[Blueprints] collaborative graph editing with GitGraph

636 views
Skip to first unread message

Joshua Shinavier

unread,
Apr 13, 2011, 5:20:30 PM4/13/11
to gremli...@googlegroups.com
Hi everyone,

I would like to draw attention to a new utility for Blueprints which
was motivated as follows. Lately, I have been faced with the problem
of trying to synchronize graph-y data between a mobile phone and a
desktop application. This is hard not only because the data model I
had in mind, RDF, is complicated, but also by some basic requirements
(on top of just getting the data to look the same on both devices):

1) it should be possible to load only a portion of the data on the
phone, and to push and pull changes to that portion without corrupting
the overall graph
2) it should be easy to revert changes, and it would be nice to be
able to branch
3) collaborators should be able to contribute changes to the graph, as well

This morning, it occurred to me that we could have these features in
Blueprints if we just serialize graphs in a way which plays well with
Git. I then spent all day coding, and the result is GitGraph, a
persistent Graph implementation (currently layered on top of
TinkerGraph) which stores its data in a hierarchy of canonically
ordered, diff-friendly plain text files. You can check a GitGraph
directory into GitHub, fork, edit and merge it just as you would a
piece of software. Also cool:

1) you can load subdirectories of a GitGraph as standalone graphs, and
edit them independently of the rest of the graph
2) placing two or more GitGraphs in the same directory creates a
super-GitGraph which you can load as one graph. You can then create
edges which span the two graphs and create new top-level vertices.
You can go back to a view of the individual graphs at any time.
3) no additional API, apart from the GitGraph constructor

I have created a sandbox graph here:

https://github.com/tinkerpop/gitgraph-sandbox

Take a look at the README for a usage example. Pull requests are
welcome :-) At the moment, the GitGraph source is available in a
feature/gitgraph branch of Blueprints:

https://github.com/tinkerpop/blueprints/tree/feature/gitgraph

It will be merged into Blueprints proper or made into a separate
project after we have had some time to experiment with it.


Best,

Josh

Peter Neubauer

unread,
Apr 13, 2011, 6:05:32 PM4/13/11
to gremli...@googlegroups.com

Josh,
You crank it! This is a very cool approach to offline long running concurrent edits. If you then can define a baseline below which you transform things into a resulting performant graph from the files, it rocks.

Sent from my phone.

Joshua Shinavier

unread,
Apr 13, 2011, 6:20:45 PM4/13/11
to gremli...@googlegroups.com, Peter Neubauer
Hi Peter,


On Thu, Apr 14, 2011 at 6:05 AM, Peter Neubauer
<neubaue...@gmail.com> wrote:
> Josh,
> You crank it! This is a very cool approach to offline long running
> concurrent edits.


Thanks!

> If you then can define a baseline below which you
> transform things into a resulting performant graph from the files, it rocks.
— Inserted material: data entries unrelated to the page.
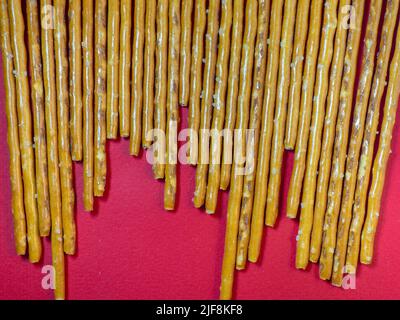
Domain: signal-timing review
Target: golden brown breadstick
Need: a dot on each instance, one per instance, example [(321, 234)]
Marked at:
[(172, 104), (196, 72), (148, 86), (219, 106), (137, 77), (235, 197), (160, 87), (261, 178), (112, 68), (260, 56), (354, 162), (12, 133), (100, 97), (211, 43), (37, 96), (88, 84), (296, 73), (317, 123), (277, 149), (75, 77), (17, 28)]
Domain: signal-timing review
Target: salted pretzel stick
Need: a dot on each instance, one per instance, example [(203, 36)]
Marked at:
[(149, 61), (113, 68), (235, 197), (219, 106), (231, 98), (39, 126), (196, 77), (172, 104), (88, 84), (260, 56), (12, 133), (268, 108), (75, 77), (317, 124), (67, 192), (381, 159), (186, 38), (137, 77), (296, 73), (277, 149), (160, 88), (125, 68), (211, 43), (100, 97), (332, 108), (17, 28), (356, 142)]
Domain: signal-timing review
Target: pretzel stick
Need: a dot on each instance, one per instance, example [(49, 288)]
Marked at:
[(235, 197), (214, 173), (137, 77), (381, 159), (17, 29), (113, 68), (75, 77), (196, 71), (277, 149), (172, 104), (261, 177), (211, 43), (148, 88), (317, 123), (12, 133), (255, 123), (37, 96), (296, 73), (100, 97), (88, 84), (340, 145), (160, 88), (186, 38)]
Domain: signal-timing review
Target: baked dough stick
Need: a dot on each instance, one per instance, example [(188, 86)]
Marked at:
[(317, 124), (219, 106), (149, 61), (340, 144), (306, 106), (277, 149), (231, 99), (112, 68), (186, 38), (100, 99), (260, 56), (17, 29), (296, 73), (371, 126), (12, 134), (75, 77), (196, 71), (381, 160), (137, 77), (67, 191), (238, 169), (37, 96), (160, 87), (88, 84), (260, 193), (172, 104), (211, 43), (125, 68), (332, 107)]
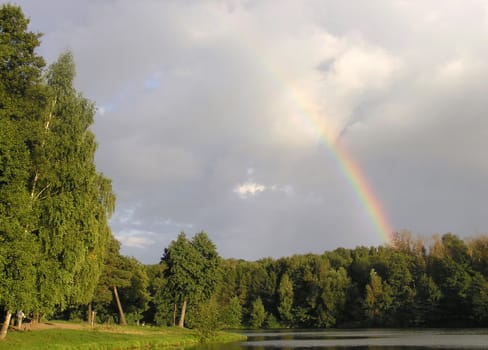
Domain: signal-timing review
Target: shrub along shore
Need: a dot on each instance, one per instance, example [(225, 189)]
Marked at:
[(110, 338)]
Right now, only TinkerGraph is supported as the actual graph
implementation. However, you'll notice a second GitGraph constructor
(currently private) which lets you pass in any IndexableGraph.
If/when GitGraph can be made to scale (e.g. by replacing its current
memory-intensive operations with disk-based ones), you will be able to
use another persistent graph such as Neo4jGraph for moment-to-moment
storage and only load or save via GitGraph when you want to pull or
push changes.


NOTE: I have moved the sandbox graph into Tinkubator, where I should
have put it in the first place:

https://github.com/tinkerpop/tinkubator/tree/master/gitgraph-sandbox

The other repo will be going away shortly.

Josh

Peter Neubauer

unread,
Apr 13, 2011, 6:24:27 PM4/13/11
to Joshua Shinavier, gremlin-users
Josh,
yes indeed, this would be a good balance between fine grained diffs
for recent changes, and fast baseline disk based graphs. I like!

/peter

Marko Rodriguez

unread,
Apr 13, 2011, 7:42:35 PM4/13/11
to gremli...@googlegroups.com
WoW. This sounds crazy... I haven't grocked it fully.... Will definitely need to pick your ear on IM!
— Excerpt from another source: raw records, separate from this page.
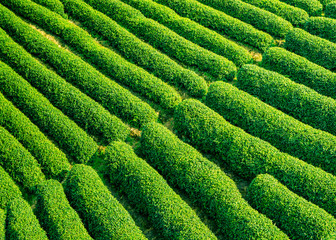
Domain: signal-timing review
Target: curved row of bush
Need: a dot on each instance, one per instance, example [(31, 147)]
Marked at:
[(193, 31), (54, 162), (18, 162), (282, 131), (297, 100), (257, 17), (220, 22), (147, 190), (103, 216), (166, 40), (55, 214), (71, 138), (184, 167), (21, 223), (112, 96), (136, 50), (312, 7), (300, 70), (294, 15), (322, 27), (249, 156), (315, 49), (288, 210), (103, 58), (9, 190)]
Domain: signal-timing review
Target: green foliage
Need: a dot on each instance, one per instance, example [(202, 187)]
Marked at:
[(205, 183), (220, 22), (9, 191), (322, 27), (103, 58), (112, 96), (257, 17), (53, 161), (297, 100), (294, 15), (18, 162), (55, 214), (136, 50), (147, 190), (42, 113), (299, 218), (315, 49), (249, 156), (300, 70), (193, 31), (21, 223), (261, 120), (165, 40), (103, 216)]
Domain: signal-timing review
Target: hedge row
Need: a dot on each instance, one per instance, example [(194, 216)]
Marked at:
[(312, 7), (112, 96), (322, 27), (103, 216), (193, 31), (55, 214), (205, 183), (295, 99), (294, 15), (257, 17), (21, 223), (136, 50), (103, 58), (315, 49), (297, 217), (220, 22), (300, 70), (54, 162), (18, 162), (166, 40), (147, 190), (9, 191), (282, 131), (71, 138), (249, 156)]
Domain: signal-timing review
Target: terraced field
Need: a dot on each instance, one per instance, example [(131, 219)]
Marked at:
[(167, 119)]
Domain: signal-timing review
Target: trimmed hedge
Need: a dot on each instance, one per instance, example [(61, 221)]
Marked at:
[(315, 49), (299, 218), (18, 162), (71, 138), (9, 190), (294, 15), (166, 40), (205, 183), (53, 161), (112, 96), (312, 7), (282, 131), (135, 50), (103, 58), (322, 27), (249, 156), (257, 17), (300, 70), (103, 216), (55, 214), (193, 31), (220, 22), (147, 190), (21, 223), (297, 100)]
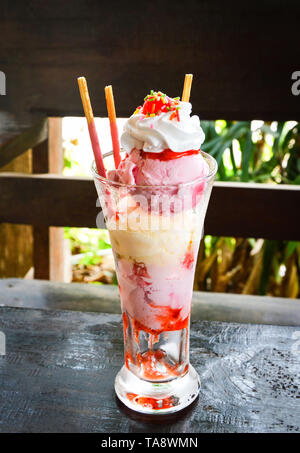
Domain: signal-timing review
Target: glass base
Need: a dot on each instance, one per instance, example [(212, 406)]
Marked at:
[(157, 398)]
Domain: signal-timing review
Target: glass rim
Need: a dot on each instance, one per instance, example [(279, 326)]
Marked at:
[(211, 174)]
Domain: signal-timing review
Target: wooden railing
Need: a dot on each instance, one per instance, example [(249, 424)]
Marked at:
[(235, 209)]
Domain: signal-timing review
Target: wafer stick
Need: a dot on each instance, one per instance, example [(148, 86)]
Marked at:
[(113, 124), (91, 125), (187, 87)]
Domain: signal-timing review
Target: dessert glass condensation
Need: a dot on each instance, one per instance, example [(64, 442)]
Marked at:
[(155, 233)]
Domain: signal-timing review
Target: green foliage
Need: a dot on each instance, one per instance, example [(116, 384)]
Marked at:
[(259, 152)]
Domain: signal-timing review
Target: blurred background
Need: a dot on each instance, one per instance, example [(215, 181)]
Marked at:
[(242, 54)]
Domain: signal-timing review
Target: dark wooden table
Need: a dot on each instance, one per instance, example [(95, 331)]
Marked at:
[(58, 371)]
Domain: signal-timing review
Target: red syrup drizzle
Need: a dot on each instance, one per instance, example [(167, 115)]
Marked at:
[(148, 360), (188, 257), (151, 403), (169, 319), (168, 154)]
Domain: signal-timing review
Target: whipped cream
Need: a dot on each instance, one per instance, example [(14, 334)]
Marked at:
[(154, 134)]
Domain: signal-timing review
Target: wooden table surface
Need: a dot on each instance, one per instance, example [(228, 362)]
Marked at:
[(59, 368)]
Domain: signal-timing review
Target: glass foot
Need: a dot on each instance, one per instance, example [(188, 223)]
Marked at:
[(157, 398)]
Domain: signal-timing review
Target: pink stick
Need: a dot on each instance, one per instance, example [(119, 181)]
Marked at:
[(96, 149), (115, 142)]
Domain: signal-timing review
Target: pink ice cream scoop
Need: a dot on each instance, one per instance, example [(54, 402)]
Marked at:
[(138, 168), (150, 169)]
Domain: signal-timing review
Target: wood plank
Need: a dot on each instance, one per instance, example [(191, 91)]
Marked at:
[(60, 266), (235, 209), (105, 299), (26, 140), (59, 371), (16, 240), (240, 72), (41, 238)]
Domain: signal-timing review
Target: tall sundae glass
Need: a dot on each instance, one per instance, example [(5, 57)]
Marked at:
[(154, 206)]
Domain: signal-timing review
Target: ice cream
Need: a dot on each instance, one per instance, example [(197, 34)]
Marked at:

Question -- What are you pushing -- GraphML or Java serialization of the TinkerGraph object? -- or your own format?

Marko.

http://markorodriguez.com

stephen mallette

unread,
Apr 13, 2011, 8:13:32 PM4/13/11
to Gremlin-users
Josh, cool stuff! Definitely going to check this out in more detail.

Steve

Joshua Shinavier

unread,
Apr 14, 2011, 2:31:09 AM4/14/11
to gremli...@googlegroups.com, Marko Rodriguez
On Thu, Apr 14, 2011 at 7:42 AM, Marko Rodriguez <okram...@gmail.com> wrote:
> WoW. This sounds crazy... I haven't grocked it fully.... Will definitely need to pick your ear on IM!
>
> Question --  What are you pushing -- GraphML or Java serialization of the TinkerGraph object? -- or your own format?
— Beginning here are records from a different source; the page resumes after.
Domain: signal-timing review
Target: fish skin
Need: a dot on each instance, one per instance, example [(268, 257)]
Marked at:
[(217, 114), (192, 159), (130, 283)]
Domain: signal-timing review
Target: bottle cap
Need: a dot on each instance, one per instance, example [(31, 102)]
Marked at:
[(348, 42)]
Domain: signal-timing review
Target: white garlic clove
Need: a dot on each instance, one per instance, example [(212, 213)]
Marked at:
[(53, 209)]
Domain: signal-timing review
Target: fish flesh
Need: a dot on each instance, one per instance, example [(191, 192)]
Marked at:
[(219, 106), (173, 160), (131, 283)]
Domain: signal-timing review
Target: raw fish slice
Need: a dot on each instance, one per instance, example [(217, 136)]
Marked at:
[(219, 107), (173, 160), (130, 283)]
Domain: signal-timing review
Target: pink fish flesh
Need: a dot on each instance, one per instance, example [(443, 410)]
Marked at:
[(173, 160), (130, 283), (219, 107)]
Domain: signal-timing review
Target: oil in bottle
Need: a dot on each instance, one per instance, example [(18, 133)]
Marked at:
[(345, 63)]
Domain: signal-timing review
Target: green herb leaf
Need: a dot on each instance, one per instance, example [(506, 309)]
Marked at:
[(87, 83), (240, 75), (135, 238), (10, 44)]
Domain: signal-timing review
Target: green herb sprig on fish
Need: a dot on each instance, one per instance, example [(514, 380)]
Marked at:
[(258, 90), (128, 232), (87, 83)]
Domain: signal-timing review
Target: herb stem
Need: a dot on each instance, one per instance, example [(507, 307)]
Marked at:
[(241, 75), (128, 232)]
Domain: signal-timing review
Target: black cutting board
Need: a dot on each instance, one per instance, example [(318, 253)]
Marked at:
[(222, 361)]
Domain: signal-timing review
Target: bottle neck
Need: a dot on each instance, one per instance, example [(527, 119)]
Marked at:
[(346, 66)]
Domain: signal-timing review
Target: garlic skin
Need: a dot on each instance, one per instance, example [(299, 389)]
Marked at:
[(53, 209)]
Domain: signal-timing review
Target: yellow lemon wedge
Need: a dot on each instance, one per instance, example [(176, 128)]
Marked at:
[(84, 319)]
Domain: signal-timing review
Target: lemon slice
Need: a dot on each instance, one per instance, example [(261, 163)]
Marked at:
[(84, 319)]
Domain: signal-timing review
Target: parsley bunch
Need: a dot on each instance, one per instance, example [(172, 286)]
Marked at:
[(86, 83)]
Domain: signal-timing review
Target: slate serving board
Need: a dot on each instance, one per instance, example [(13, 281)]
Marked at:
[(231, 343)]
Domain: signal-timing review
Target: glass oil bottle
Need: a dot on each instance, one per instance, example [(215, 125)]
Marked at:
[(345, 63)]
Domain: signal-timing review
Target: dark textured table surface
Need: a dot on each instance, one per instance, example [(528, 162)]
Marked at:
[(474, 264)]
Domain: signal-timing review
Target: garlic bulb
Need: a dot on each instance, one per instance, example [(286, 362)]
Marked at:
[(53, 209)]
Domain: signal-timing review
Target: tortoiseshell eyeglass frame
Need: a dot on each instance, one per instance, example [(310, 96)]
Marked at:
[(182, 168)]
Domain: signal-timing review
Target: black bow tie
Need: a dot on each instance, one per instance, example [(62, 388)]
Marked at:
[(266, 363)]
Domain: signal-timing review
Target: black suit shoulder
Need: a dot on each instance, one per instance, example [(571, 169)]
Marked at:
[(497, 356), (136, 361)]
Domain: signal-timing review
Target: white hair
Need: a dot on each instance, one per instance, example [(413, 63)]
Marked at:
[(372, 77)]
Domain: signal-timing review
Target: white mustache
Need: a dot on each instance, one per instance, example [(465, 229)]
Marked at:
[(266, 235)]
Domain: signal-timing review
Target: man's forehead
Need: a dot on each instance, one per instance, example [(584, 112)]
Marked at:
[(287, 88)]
Right now, GitGraph uses a plain text format with one vertex, edge, or
property definition per line. That makes it easy to put the lines of
each file in a well-defined order (by sorting) so as to keep diffs
neat. GraphML should also possible (and would be nice), though more
complicated code-wise. We would need a couple of indices to provide
in-order (based on a Comparator which takes the element ID hierarchy
into account) traversals of vertices and edges (easy) and a customized
GraphMLWriter which orders and formats the XML tree in a deterministic
fashion (seems doable).


Josh

Marko Rodriguez

unread,
Apr 14, 2011, 7:11:09 AM4/14/11
to Joshua Shinavier, gremli...@googlegroups.com
Cool. Could you make it YAGFF (Yet Another Graph File Format)? -- Like GraphMLReader/Writer, ...

Marko.

Joshua Shinavier

unread,
Apr 14, 2011, 12:21:11 PM4/14/11
to gremli...@googlegroups.com
On Thu, Apr 14, 2011 at 7:11 PM, Marko Rodriguez <okram...@gmail.com> wrote:
> Cool. Could you make it YAGFF (Yet Another Graph File Format)? -- Like GraphMLReader/Writer, ...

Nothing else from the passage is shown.